Learn about fixed-size arrays, their memory layout, and basic operations. Understand how arrays store elements contiguously in memory.

Arrays are the most fundamental data structure in computer science. They store elements in contiguous memory, enabling constant-time access to any element by index.

What is a Static Array?

A static array is a fixed-size collection of elements stored in consecutive memory locations. When you create a static array, you specify its size upfront, and that size cannot change.

// Static array with 5 elements
let arr: [i32; 5] = [10, 20, 30, 40, 50];
//                   ^    ^    ^    ^    ^
//                  [0]  [1]  [2]  [3]  [4]

In Rust, array size is part of the type: [i32; 5] is different from [i32; 6].

Memory Layout

Static arrays store elements contiguously in memory. If each integer is 4 bytes and the array starts at address 0x1000:

Index:    [0]      [1]      [2]      [3]      [4]
Address:  0x1000   0x1004   0x1008   0x100C   0x1010
          +--------+--------+--------+--------+--------+
Value:    |   10   |   20   |   30   |   40   |   50   |
          +--------+--------+--------+--------+--------+

To find element arr[i], we calculate: base_address + (i * element_size)

For arr[3]: 0x1000 + (3 * 4) = 0x100C

This formula works for any index, making access O(1).

Basic Operations

Reading: O(1)

Reading any element takes constant time. We compute the address and read directly.

fn read(arr: &[i32], index: usize) -> i32 {
    arr[index]  // O(1)
}

fn main() {
    let arr = [10, 20, 30, 40, 50];
    let value = read(&arr, 3);  // Returns 40
    println!("{}", value);
}

Writing: O(1)

Overwriting an existing element is also O(1).

fn write(arr: &mut [i32], index: usize, value: i32) {
    arr[index] = value;  // O(1)
}

fn main() {
    let mut arr = [10, 20, 30, 40, 50];
    write(&mut arr, 2, 99);  // arr is now [10, 20, 99, 40, 50]
    println!("{:?}", arr);
}

Insertion at End: O(1)

If there's space at the end, appending is O(1).

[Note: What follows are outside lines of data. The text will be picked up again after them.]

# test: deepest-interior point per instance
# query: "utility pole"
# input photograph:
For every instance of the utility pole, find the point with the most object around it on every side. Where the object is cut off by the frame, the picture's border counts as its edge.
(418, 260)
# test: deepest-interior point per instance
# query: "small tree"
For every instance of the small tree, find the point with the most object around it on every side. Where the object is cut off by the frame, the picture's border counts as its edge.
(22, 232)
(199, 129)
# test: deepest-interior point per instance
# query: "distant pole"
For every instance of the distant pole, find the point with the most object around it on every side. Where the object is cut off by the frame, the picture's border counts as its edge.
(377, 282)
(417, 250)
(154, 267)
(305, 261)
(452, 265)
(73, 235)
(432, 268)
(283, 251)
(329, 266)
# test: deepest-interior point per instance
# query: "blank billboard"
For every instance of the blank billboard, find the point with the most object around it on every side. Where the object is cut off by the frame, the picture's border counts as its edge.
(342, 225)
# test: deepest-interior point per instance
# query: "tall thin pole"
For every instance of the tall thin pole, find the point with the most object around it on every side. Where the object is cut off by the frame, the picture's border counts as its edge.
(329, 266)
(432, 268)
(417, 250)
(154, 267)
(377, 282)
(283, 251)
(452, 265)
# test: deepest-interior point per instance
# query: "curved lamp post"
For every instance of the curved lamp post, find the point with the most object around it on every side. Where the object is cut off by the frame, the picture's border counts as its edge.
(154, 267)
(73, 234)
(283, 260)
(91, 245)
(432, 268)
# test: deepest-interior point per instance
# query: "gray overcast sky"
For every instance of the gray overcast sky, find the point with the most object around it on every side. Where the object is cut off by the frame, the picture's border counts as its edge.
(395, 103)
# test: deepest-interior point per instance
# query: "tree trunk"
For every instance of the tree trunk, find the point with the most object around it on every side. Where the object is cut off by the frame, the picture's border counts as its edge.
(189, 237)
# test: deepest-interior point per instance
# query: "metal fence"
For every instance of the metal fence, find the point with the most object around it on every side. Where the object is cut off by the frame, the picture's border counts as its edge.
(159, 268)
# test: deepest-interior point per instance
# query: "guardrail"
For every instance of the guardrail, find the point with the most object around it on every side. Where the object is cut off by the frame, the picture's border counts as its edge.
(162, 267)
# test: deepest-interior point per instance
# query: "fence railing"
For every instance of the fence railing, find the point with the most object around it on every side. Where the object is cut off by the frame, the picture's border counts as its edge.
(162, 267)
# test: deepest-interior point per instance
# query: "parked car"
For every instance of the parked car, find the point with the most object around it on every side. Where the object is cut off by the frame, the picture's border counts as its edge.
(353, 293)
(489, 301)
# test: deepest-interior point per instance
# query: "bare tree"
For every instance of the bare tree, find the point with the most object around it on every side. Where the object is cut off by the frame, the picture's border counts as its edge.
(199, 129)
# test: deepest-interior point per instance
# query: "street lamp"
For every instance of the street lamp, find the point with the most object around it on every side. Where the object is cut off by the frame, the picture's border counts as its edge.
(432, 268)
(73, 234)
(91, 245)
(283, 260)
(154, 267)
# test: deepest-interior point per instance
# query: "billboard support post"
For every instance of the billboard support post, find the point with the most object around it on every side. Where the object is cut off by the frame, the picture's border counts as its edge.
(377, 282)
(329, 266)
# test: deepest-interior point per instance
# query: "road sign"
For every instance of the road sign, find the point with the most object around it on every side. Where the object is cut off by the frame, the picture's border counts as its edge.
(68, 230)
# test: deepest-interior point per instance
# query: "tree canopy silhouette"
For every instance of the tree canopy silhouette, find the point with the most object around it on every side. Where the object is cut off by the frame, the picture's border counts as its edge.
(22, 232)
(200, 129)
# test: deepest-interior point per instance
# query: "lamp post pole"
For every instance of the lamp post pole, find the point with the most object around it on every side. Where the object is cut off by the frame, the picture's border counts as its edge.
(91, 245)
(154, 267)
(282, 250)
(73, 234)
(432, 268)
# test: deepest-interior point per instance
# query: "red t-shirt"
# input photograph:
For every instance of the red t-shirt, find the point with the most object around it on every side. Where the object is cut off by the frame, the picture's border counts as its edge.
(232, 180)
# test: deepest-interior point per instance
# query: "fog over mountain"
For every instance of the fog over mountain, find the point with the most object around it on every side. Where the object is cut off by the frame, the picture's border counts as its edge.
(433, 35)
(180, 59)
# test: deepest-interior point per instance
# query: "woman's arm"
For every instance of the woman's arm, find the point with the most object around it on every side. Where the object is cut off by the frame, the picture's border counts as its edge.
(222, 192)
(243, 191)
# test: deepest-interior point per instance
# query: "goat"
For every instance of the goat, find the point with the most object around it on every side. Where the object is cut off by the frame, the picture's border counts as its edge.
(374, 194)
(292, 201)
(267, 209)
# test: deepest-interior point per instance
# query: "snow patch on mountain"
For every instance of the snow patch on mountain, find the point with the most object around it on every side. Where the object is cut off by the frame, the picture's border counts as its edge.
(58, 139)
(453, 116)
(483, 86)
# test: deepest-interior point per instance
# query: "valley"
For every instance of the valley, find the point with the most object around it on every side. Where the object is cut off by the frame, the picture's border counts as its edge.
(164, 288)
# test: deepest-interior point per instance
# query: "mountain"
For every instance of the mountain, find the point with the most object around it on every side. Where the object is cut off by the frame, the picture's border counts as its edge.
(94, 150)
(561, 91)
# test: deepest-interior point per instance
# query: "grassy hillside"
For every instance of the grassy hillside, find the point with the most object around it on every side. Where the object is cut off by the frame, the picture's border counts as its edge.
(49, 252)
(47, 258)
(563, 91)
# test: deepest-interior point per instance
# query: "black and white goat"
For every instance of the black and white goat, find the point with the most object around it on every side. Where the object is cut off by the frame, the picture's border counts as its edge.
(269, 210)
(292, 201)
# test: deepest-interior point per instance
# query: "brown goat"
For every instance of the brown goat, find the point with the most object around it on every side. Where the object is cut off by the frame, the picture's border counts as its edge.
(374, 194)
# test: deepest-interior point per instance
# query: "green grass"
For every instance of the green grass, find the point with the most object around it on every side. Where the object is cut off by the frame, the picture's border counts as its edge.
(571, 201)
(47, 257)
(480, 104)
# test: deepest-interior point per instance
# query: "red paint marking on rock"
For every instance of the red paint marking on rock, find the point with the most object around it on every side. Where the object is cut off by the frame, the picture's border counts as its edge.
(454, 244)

// Array with capacity 6, currently holding 5 elements
// [10, 20, 30, 40, 50, _]
//                      ^ empty slot

fn append(arr: &mut [i32], length: usize, value: i32) -> usize {
    arr[length] = value;
    length + 1
}

fn main() {
    let mut arr = [10, 20, 30, 40, 50, 0];
    let length = append(&mut arr, 5, 60);  // [10, 20, 30, 40, 50, 60]
    println!("{:?}, length: {}", arr, length);
}

Insertion at Beginning or Middle: O(n)

To insert at position i, we must shift all elements from i to the end.

// Insert 15 at index 1
// Before: [10, 20, 30, 40, 50, _]
// After:  [10, 15, 20, 30, 40, 50]

fn insert(arr: &mut [i32], index: usize, value: i32, length: usize) -> usize {
    // Shift elements to the right
    for i in (index..length).rev() {
        arr[i + 1] = arr[i];
    }
    arr[index] = value;
    length + 1
}

fn main() {
    let mut arr = [10, 20, 30, 40, 50, 0];
    let length = insert(&mut arr, 1, 15, 5);
    println!("{:?}", &arr[..length]);  // [10, 15, 20, 30, 40, 50]
}

We shift n - index elements, making this O(n) in the worst case (inserting at index 0).

Deletion at End: O(1)

Removing the last element is O(1)β€”just decrement the length.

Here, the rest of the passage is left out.